Alcoholic beverage and cocktail

Rock and Rye is a term (both generically and brand names) for a bottled liqueur or mixed cocktail composed of rye whiskey and rock candy (crystallized sugar) or fruit.

As early as 1914, United States government publications discuss disputes regarding beverages labeled "rock and rye", including a case of a beverage so marketed which was found by the Bureau of Chemistry to consist of "water, sugar, glucose, and artificial coloring matters, sold in imitation of a rock and rye cordial".

Among non-alcoholic beverages, Rock and Rye continues to be a popular flavor of the Faygo brand of soda pop.

Related products mentioned in the early 20th century include Rock and Rum and Rock and Gin.

Slow & Low produced by Hochstadter's since 1884 produces a Rock & Rye drink that according to the label is "served straight and as a proper old-fashioned since the 1800's Rock and Rye Union Made with Straight rye Whiskey Raw Honey, Navel Orange, Rock Candy and Bitters." It is 84 Proof Produced by Hochstadter's from Scobyville, NJ.
==In media==

In the film National Lampoon's Animal House, Boon (Peter Riegert) orders a "double Rock and Rye and seven Carlings" at a bar.

Mississippi Half Step Uptown Toodeloo by The Grateful Dead, lyrics by Robert Hunter references Rock and Rye in the lyrics. “Half a cup of rock and rye /Farewell to you old southern sky / I'm on my way”

Rock and Rye has long been supposed to be a cure for various types of cold and flu.

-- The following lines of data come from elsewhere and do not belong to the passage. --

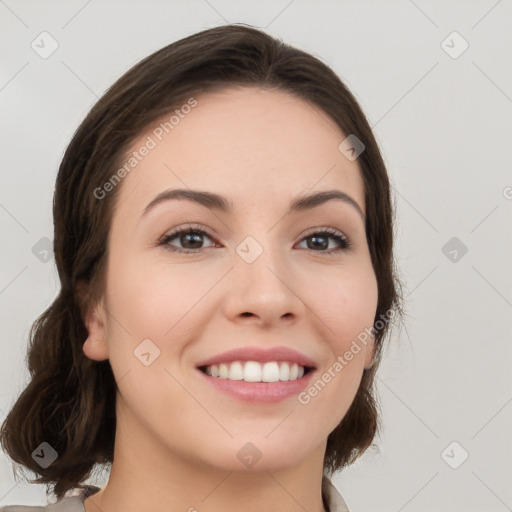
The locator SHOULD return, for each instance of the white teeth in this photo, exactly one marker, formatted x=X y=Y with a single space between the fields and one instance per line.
x=252 y=371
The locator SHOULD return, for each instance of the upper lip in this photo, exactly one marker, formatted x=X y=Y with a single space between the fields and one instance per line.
x=260 y=355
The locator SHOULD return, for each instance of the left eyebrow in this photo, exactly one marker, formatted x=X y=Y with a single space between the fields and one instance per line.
x=220 y=203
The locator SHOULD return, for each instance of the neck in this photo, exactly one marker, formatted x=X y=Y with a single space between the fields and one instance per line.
x=147 y=475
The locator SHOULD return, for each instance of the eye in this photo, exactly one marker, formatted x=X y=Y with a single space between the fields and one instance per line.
x=320 y=239
x=189 y=238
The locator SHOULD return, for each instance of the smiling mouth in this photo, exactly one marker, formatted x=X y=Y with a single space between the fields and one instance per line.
x=254 y=371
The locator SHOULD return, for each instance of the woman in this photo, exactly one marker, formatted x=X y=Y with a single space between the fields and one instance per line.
x=223 y=237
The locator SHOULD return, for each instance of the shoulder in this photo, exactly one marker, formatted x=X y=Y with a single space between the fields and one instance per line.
x=68 y=504
x=335 y=501
x=73 y=502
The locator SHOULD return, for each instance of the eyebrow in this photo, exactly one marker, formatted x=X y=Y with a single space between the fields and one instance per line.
x=220 y=203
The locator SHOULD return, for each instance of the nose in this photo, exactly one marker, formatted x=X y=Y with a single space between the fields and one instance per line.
x=263 y=292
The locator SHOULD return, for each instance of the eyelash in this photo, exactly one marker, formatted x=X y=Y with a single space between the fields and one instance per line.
x=344 y=242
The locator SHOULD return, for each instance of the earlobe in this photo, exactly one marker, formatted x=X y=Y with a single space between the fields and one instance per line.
x=95 y=346
x=369 y=359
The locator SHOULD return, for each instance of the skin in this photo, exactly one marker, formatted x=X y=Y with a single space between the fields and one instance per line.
x=177 y=437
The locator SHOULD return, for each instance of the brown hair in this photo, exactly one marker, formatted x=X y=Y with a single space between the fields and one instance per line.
x=69 y=402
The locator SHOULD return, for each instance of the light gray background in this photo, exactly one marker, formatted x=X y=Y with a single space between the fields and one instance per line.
x=444 y=126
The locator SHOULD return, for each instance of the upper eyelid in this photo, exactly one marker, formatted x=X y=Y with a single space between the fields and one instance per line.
x=199 y=227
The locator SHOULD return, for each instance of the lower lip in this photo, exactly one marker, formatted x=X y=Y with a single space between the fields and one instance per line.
x=259 y=391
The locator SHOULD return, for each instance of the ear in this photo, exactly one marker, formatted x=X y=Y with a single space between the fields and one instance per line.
x=369 y=360
x=95 y=346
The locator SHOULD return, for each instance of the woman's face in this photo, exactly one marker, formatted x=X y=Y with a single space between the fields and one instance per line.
x=256 y=276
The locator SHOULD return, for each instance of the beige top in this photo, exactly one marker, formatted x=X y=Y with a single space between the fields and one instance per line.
x=74 y=500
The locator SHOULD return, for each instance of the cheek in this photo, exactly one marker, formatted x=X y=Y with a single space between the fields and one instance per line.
x=346 y=302
x=156 y=299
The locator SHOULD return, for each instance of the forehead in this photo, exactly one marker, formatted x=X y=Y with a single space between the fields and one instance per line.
x=248 y=144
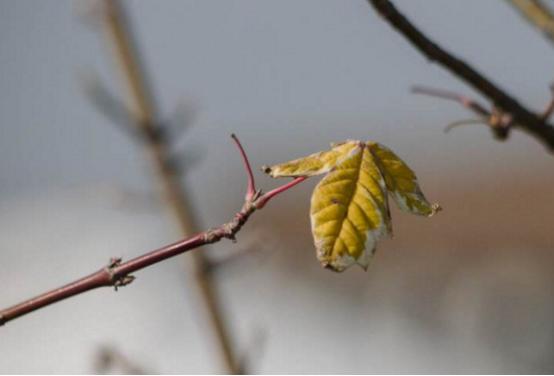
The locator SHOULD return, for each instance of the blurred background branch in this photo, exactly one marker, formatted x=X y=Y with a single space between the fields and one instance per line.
x=537 y=14
x=513 y=113
x=143 y=107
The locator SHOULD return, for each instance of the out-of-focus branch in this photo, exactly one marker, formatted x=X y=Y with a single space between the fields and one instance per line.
x=537 y=14
x=143 y=107
x=110 y=358
x=118 y=273
x=522 y=117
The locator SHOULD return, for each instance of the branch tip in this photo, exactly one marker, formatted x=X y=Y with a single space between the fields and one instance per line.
x=251 y=187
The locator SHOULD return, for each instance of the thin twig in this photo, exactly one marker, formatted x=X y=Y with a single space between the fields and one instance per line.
x=118 y=273
x=146 y=115
x=537 y=14
x=522 y=117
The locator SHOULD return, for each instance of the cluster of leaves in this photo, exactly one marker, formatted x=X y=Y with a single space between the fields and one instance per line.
x=349 y=207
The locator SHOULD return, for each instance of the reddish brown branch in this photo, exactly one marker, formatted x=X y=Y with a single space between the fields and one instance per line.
x=118 y=273
x=522 y=117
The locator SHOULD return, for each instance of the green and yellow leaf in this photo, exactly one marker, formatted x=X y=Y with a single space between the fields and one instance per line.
x=349 y=207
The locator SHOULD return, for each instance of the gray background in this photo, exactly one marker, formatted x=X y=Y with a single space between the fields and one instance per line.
x=467 y=291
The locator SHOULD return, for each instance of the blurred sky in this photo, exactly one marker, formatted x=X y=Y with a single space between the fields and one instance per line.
x=288 y=77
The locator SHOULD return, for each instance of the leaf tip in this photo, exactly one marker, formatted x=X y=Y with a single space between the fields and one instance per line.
x=266 y=170
x=435 y=208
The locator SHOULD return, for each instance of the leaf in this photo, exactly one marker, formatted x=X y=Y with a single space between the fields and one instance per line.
x=349 y=206
x=315 y=164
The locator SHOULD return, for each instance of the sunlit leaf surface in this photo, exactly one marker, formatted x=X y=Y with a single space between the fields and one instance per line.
x=349 y=207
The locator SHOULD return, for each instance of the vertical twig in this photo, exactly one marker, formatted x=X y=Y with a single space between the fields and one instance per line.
x=143 y=107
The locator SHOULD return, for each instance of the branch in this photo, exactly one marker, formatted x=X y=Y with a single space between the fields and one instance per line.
x=144 y=109
x=118 y=273
x=537 y=14
x=522 y=117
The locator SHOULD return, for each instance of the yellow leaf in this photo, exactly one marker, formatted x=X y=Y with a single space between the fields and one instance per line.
x=349 y=207
x=401 y=182
x=315 y=164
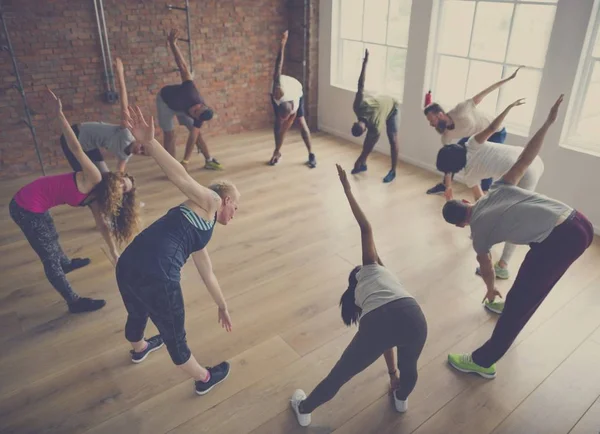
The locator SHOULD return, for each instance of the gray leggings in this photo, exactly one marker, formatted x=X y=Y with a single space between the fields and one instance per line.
x=399 y=324
x=41 y=233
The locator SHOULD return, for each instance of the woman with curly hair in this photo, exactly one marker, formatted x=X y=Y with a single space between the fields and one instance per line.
x=29 y=208
x=116 y=139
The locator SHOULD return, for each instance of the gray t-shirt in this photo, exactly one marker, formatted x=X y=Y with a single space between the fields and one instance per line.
x=512 y=214
x=114 y=138
x=377 y=286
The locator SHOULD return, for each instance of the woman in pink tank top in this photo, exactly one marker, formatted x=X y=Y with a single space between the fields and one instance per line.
x=113 y=192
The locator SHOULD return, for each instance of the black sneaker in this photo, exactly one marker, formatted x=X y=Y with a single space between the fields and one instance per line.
x=217 y=375
x=75 y=264
x=83 y=304
x=438 y=189
x=154 y=343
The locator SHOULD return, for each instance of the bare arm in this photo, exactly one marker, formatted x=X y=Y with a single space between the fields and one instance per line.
x=277 y=91
x=532 y=149
x=181 y=63
x=479 y=97
x=369 y=252
x=91 y=174
x=482 y=136
x=122 y=91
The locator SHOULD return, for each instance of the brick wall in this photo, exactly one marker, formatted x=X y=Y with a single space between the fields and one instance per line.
x=57 y=44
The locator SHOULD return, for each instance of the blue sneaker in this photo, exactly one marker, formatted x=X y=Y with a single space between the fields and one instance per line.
x=154 y=343
x=438 y=189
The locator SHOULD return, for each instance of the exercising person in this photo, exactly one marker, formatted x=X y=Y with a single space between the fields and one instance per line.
x=480 y=159
x=462 y=122
x=556 y=233
x=389 y=319
x=184 y=102
x=149 y=270
x=30 y=207
x=287 y=100
x=116 y=139
x=374 y=113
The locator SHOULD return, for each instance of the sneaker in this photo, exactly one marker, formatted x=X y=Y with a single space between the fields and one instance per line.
x=83 y=304
x=154 y=343
x=494 y=306
x=464 y=363
x=217 y=374
x=401 y=405
x=356 y=170
x=213 y=164
x=390 y=176
x=297 y=398
x=501 y=273
x=438 y=189
x=75 y=264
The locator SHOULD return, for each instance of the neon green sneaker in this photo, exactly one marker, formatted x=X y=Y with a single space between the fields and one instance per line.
x=494 y=306
x=501 y=273
x=464 y=363
x=213 y=165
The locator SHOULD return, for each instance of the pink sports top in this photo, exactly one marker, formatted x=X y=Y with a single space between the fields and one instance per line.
x=49 y=191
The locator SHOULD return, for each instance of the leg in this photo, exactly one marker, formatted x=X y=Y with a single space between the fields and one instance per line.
x=543 y=266
x=360 y=354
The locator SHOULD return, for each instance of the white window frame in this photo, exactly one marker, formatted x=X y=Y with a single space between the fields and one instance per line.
x=570 y=140
x=337 y=50
x=515 y=128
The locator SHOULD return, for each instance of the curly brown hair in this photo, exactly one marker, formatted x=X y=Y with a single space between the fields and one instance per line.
x=121 y=209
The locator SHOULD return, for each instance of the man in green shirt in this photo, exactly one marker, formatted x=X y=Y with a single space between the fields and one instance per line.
x=374 y=113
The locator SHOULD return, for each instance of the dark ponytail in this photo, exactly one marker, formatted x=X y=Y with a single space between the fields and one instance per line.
x=350 y=311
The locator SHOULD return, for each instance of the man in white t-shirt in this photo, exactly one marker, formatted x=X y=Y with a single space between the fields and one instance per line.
x=481 y=159
x=288 y=104
x=463 y=121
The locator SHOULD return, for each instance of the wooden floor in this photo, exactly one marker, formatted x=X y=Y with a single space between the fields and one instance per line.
x=283 y=263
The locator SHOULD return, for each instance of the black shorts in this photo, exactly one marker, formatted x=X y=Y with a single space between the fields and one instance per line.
x=94 y=155
x=299 y=112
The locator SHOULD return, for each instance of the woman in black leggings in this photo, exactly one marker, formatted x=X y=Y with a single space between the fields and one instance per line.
x=389 y=317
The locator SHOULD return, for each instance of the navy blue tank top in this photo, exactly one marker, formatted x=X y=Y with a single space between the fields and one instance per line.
x=164 y=247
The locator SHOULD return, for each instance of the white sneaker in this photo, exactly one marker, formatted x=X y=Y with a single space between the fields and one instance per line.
x=297 y=398
x=401 y=406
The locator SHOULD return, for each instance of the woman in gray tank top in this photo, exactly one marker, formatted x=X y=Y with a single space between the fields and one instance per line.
x=388 y=318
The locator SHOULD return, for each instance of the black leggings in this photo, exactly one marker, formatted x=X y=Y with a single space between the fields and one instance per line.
x=41 y=233
x=399 y=324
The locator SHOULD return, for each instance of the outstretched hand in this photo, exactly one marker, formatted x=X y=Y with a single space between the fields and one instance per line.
x=141 y=130
x=343 y=177
x=52 y=102
x=554 y=110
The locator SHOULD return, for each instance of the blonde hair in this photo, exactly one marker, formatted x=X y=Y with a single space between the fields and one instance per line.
x=224 y=188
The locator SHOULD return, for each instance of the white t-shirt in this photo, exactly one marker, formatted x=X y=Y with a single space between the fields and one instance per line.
x=292 y=91
x=468 y=120
x=377 y=286
x=493 y=160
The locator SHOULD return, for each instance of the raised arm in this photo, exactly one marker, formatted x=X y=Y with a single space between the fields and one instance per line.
x=479 y=97
x=204 y=267
x=143 y=132
x=369 y=252
x=361 y=81
x=122 y=91
x=91 y=174
x=181 y=64
x=277 y=91
x=482 y=136
x=532 y=149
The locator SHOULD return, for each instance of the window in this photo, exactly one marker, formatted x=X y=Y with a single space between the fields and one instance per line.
x=479 y=42
x=584 y=114
x=381 y=26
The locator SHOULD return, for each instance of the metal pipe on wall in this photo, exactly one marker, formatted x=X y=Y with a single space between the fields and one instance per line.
x=19 y=87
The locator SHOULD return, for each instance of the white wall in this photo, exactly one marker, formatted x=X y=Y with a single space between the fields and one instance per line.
x=570 y=176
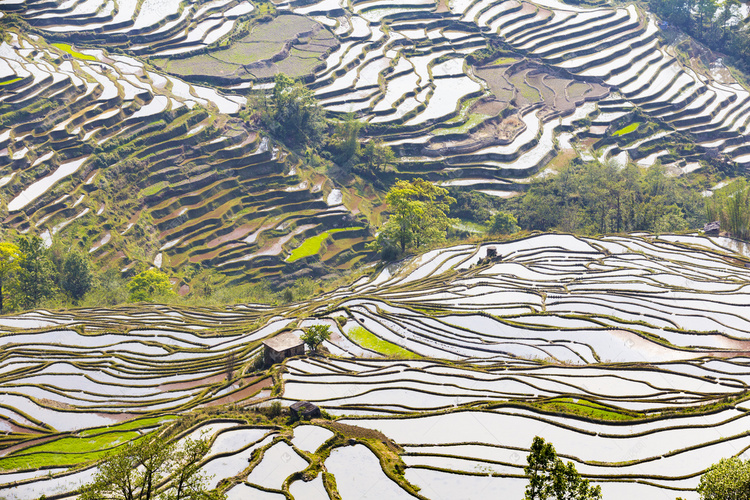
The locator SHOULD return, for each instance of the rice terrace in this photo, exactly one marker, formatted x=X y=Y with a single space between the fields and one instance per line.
x=366 y=249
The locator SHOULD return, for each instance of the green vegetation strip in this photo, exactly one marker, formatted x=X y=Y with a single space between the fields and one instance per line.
x=626 y=130
x=78 y=55
x=368 y=340
x=311 y=246
x=585 y=408
x=67 y=451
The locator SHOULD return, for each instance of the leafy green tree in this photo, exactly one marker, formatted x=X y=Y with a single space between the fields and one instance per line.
x=149 y=285
x=76 y=277
x=593 y=198
x=417 y=215
x=10 y=257
x=151 y=469
x=503 y=223
x=344 y=141
x=727 y=480
x=550 y=478
x=296 y=115
x=731 y=207
x=35 y=274
x=315 y=335
x=377 y=157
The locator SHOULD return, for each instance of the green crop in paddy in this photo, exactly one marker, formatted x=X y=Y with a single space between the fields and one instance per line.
x=628 y=129
x=153 y=189
x=67 y=451
x=78 y=55
x=474 y=119
x=311 y=246
x=586 y=408
x=368 y=340
x=141 y=423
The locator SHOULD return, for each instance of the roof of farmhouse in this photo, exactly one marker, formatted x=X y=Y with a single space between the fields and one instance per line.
x=283 y=342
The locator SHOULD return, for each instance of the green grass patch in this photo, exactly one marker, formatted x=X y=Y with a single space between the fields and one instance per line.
x=311 y=246
x=68 y=49
x=140 y=423
x=503 y=60
x=67 y=450
x=470 y=226
x=628 y=129
x=474 y=119
x=368 y=340
x=153 y=189
x=587 y=408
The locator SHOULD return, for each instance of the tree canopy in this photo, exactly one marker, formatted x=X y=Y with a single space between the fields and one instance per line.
x=550 y=478
x=296 y=114
x=10 y=258
x=76 y=278
x=149 y=285
x=315 y=335
x=594 y=198
x=727 y=480
x=152 y=468
x=417 y=217
x=731 y=207
x=35 y=277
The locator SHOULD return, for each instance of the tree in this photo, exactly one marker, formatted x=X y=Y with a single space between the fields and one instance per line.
x=150 y=469
x=296 y=114
x=76 y=276
x=149 y=285
x=550 y=478
x=727 y=480
x=35 y=275
x=315 y=335
x=377 y=157
x=503 y=223
x=10 y=257
x=417 y=215
x=344 y=141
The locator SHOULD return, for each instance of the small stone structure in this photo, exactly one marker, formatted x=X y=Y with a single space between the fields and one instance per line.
x=305 y=410
x=281 y=347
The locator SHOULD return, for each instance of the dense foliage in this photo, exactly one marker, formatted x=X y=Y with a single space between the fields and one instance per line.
x=295 y=114
x=139 y=469
x=731 y=207
x=316 y=335
x=593 y=198
x=550 y=478
x=727 y=480
x=149 y=285
x=417 y=217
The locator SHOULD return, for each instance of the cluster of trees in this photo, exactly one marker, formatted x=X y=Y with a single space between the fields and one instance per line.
x=368 y=160
x=731 y=207
x=30 y=273
x=417 y=217
x=550 y=478
x=716 y=23
x=593 y=198
x=294 y=116
x=727 y=480
x=152 y=468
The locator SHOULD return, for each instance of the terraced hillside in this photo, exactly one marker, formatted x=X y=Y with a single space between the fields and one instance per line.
x=473 y=94
x=147 y=168
x=628 y=353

Damon Runyon mentions the belief in one of his tales of Prohibition New York, “The Three Wise Guys”:

...I step into Good Time Charley's on the afternoon in question, I am feeling as if maybe I have a touch of grippe coming on, and Good Time Charley tells me that there is nothing in this world as good for a touch of grippe as rock candy and rye whisky, as it assassinates the germs at once.

It seems that Good Time Charley always keeps a stock of rock candy and rye whisky on hand for touches of the grippe, and he gives me a few doses immediately, and in fact Charley takes a few doses with me, as he says there is no telling but what I am scattering germs of my touch of the grippe all around the joint, and he must safeguard his health.”

In the 1974 film (set in 1928) The Front Page, the day he resigned/the evening before he is set to get married and move to Philadelphia, Chicago newspaper reporter Hildy Johnson (played by Jack Lemmon) shows up in The Press Room of the Criminal Courts Building in Chicago with multiple bottles of liquor to share with his fellow journalists. His replacement, Rudy Keppler (played by Jon Korkes) is asked to join them and responds by requesting, "Rock and Rye please."